The pregnant woman he’d seen last night stood at the stove, scrambling eggs. She glanced at him. “Morning.”

He gave her a look, then went over to Haley, lifted her from the chair. “We’re leaving, Mace. Now.”


[Note his use of his nickname for her, establishing his territory, reminding everyone that he is their protector.]


He saw her jaw tighten, but for once she didn’t argue. Just stood up, and grabbed another apple, stuck it in her pocket.

“Gideon!” He heard Stefanie’s voice, but he didn’t turn, even with Haley’s hand limp in his.

“Thanks for the hospitality,” he said, not nicely.

“At least eat something.”

For a second, a crazy impulse inside screamed stay! Stay here and see what this woman, this family had to offer. He looked down at Haley, and her eyes had widened, her face pale.

Stay…so they could call social services, maybe even the cops and have him hauled away, back to prison. Only, this time he’d go to adult lock up.

Even he couldn’t deny the fear that snaked through him.

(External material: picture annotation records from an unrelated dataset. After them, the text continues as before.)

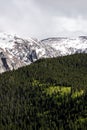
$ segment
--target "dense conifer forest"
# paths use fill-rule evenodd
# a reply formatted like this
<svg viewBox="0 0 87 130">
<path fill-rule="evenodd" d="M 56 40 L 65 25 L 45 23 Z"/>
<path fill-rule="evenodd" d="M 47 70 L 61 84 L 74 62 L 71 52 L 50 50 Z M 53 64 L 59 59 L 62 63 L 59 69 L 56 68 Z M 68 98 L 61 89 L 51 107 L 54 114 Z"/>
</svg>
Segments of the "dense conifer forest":
<svg viewBox="0 0 87 130">
<path fill-rule="evenodd" d="M 87 130 L 87 54 L 1 74 L 0 130 Z"/>
</svg>

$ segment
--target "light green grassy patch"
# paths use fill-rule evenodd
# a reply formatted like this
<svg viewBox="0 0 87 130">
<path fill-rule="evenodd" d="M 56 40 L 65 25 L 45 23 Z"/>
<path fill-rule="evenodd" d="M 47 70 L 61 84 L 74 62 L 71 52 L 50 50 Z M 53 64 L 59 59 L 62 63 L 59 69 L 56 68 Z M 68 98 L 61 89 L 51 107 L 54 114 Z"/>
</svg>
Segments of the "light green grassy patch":
<svg viewBox="0 0 87 130">
<path fill-rule="evenodd" d="M 51 86 L 45 89 L 47 95 L 59 94 L 61 96 L 67 95 L 71 92 L 71 87 L 60 87 L 60 86 Z"/>
<path fill-rule="evenodd" d="M 79 117 L 78 120 L 76 121 L 76 123 L 77 122 L 86 123 L 87 122 L 87 118 Z"/>
<path fill-rule="evenodd" d="M 83 93 L 84 93 L 84 91 L 83 91 L 83 90 L 76 91 L 76 92 L 74 92 L 74 93 L 72 94 L 72 98 L 77 98 L 77 97 L 80 97 L 80 96 L 82 96 L 82 95 L 83 95 Z"/>
</svg>

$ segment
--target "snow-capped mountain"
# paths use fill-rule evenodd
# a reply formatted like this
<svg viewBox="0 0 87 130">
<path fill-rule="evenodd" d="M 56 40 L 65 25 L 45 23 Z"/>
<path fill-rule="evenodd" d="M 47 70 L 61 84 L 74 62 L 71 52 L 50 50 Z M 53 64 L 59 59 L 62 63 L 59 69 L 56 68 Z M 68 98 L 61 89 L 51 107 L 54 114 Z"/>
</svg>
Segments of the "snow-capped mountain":
<svg viewBox="0 0 87 130">
<path fill-rule="evenodd" d="M 41 41 L 0 33 L 0 73 L 28 65 L 40 58 L 87 53 L 87 37 L 48 38 Z"/>
</svg>

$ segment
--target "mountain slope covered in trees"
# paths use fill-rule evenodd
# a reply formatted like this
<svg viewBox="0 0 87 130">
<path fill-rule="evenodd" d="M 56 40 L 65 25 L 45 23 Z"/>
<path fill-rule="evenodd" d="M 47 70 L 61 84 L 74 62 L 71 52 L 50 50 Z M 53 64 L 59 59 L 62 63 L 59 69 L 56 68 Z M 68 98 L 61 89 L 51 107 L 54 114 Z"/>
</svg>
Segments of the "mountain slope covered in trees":
<svg viewBox="0 0 87 130">
<path fill-rule="evenodd" d="M 87 54 L 0 75 L 1 130 L 87 130 Z"/>
</svg>

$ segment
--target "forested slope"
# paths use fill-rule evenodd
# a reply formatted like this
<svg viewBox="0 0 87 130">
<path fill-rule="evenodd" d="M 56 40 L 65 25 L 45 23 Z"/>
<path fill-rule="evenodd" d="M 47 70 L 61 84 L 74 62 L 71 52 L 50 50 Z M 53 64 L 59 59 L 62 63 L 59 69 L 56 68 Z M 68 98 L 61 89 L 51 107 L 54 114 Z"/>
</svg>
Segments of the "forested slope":
<svg viewBox="0 0 87 130">
<path fill-rule="evenodd" d="M 0 75 L 0 130 L 45 129 L 87 129 L 87 54 Z"/>
</svg>

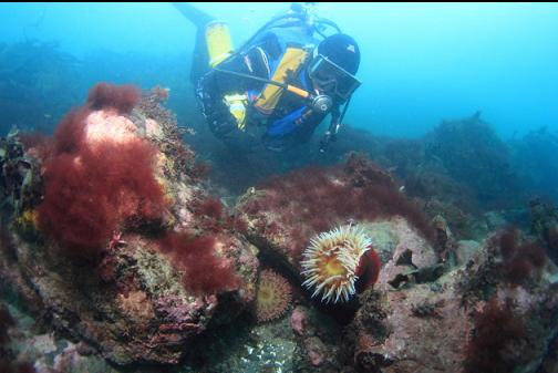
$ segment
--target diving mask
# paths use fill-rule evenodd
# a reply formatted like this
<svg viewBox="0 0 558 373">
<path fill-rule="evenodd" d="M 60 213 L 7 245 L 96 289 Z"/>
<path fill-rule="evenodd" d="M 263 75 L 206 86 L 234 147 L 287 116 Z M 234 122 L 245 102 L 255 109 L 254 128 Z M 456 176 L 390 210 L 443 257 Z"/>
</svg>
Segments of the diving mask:
<svg viewBox="0 0 558 373">
<path fill-rule="evenodd" d="M 337 65 L 322 54 L 318 54 L 309 66 L 308 75 L 328 94 L 335 94 L 341 100 L 348 100 L 361 85 L 353 74 Z"/>
</svg>

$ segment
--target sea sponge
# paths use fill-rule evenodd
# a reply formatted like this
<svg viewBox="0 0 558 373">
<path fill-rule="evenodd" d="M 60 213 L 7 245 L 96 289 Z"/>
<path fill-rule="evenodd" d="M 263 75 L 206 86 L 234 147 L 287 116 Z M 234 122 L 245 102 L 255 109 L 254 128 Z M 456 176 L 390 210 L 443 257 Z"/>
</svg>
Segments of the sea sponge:
<svg viewBox="0 0 558 373">
<path fill-rule="evenodd" d="M 256 296 L 258 322 L 280 318 L 287 311 L 291 300 L 291 287 L 283 277 L 269 269 L 261 271 Z"/>
<path fill-rule="evenodd" d="M 370 271 L 369 261 L 373 268 L 366 281 L 373 283 L 378 279 L 380 260 L 375 255 L 366 255 L 371 246 L 364 230 L 354 225 L 317 235 L 302 253 L 306 277 L 302 284 L 309 289 L 316 287 L 312 297 L 322 293 L 322 302 L 349 301 L 355 293 L 359 276 Z"/>
</svg>

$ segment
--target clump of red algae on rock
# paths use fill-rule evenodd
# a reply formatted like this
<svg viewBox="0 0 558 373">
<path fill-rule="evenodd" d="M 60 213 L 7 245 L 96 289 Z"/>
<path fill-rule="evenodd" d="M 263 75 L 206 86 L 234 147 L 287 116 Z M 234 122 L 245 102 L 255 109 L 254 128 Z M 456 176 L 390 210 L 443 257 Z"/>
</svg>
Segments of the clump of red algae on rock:
<svg viewBox="0 0 558 373">
<path fill-rule="evenodd" d="M 10 217 L 16 252 L 0 253 L 0 277 L 21 279 L 14 291 L 34 294 L 51 327 L 116 364 L 176 364 L 219 312 L 230 322 L 255 298 L 257 249 L 229 225 L 198 224 L 210 197 L 163 99 L 94 87 L 34 153 L 44 198 Z"/>
<path fill-rule="evenodd" d="M 372 228 L 370 224 L 391 221 L 389 222 L 391 225 L 405 226 L 402 231 L 415 231 L 417 236 L 423 237 L 422 240 L 426 246 L 426 242 L 434 241 L 434 230 L 428 221 L 402 194 L 391 175 L 355 154 L 350 155 L 344 165 L 304 168 L 272 177 L 240 197 L 237 209 L 244 214 L 244 219 L 248 222 L 248 238 L 262 250 L 262 255 L 290 268 L 296 276 L 300 277 L 299 273 L 308 276 L 307 284 L 316 286 L 316 289 L 320 287 L 316 278 L 318 272 L 308 272 L 318 270 L 311 268 L 317 263 L 311 255 L 317 252 L 312 249 L 314 245 L 311 240 L 312 238 L 314 241 L 319 240 L 320 235 L 328 235 L 328 231 L 334 231 L 338 227 L 359 226 L 354 229 L 362 229 L 363 235 L 374 240 L 376 232 L 370 231 Z M 397 222 L 401 219 L 403 222 Z M 379 265 L 391 259 L 393 248 L 386 248 L 376 257 L 373 256 L 376 248 L 368 250 L 366 247 L 368 245 L 364 245 L 351 257 L 352 266 L 347 273 L 353 274 L 349 276 L 347 291 L 339 286 L 328 288 L 322 292 L 322 297 L 327 296 L 324 300 L 330 299 L 333 292 L 335 293 L 331 300 L 348 300 L 349 296 L 354 293 L 352 288 L 359 274 L 369 274 L 369 284 L 375 282 Z M 430 250 L 432 251 L 432 248 Z M 369 252 L 372 257 L 363 255 L 364 252 Z M 334 262 L 341 263 L 341 261 Z M 418 266 L 424 267 L 434 262 L 435 255 L 432 260 L 427 260 L 427 263 Z M 323 263 L 333 261 L 326 260 Z M 359 269 L 362 273 L 355 274 L 358 265 L 362 266 Z M 332 273 L 339 274 L 337 270 Z M 319 288 L 320 291 L 322 289 Z M 329 293 L 330 291 L 332 292 Z M 338 291 L 340 291 L 339 298 Z"/>
<path fill-rule="evenodd" d="M 356 372 L 507 372 L 537 366 L 558 328 L 556 268 L 518 231 L 496 232 L 435 280 L 365 291 L 345 329 L 341 360 Z M 412 260 L 420 261 L 418 255 Z M 531 269 L 523 278 L 512 268 Z M 409 267 L 395 261 L 384 268 Z M 389 283 L 388 283 L 389 284 Z"/>
</svg>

“C’mon Haley,” he said, tugging her.

Stupid. The word pulsed in his mind as he opened the door, walked out into the brisk air.  He kept a grip on Haley he thumped down the steps.


[When you have a moment of hesitation, as if something is pulling your character back, write it like that.  Stay.  Stay here….  Etc.]


The sky seemed to have collected the smoke from the night before, gunmetal gray in tone, it mirrored the misery that Macey and Haley wore on their faces. The wind skimmed up dirt, spit it at him as he walked past corrals of horses, the cherry red truck from last night, miles and miles of pasture land. Off in the distance, he could hear cows mooing.

[I wanted him to get a good glimpse of what he was giving up, while still reflecting his attitude.  Gunmetal gray, smoke, dirt skimmed up, spitting at him….juxtaposed with a cherry red truck and miles of pasture, contented cows.  Scenery is a good way to mirror, reveal mood].





[We don’t even have to know who says this to feel the jerk, the pull of desperation in her voice].


He didn’t turn at the voice, refusing to even let it slow his step.

“Where are we going, Gideon?” Macey said softly.

He didn’t answer.


So, no  jumping off boats, or beating up bad guys.  But plenty of conflict (Remember: conflict in every scene!) and most of all sentences and words that convey mood and help the reader sense Gideon’s emotional tug of war.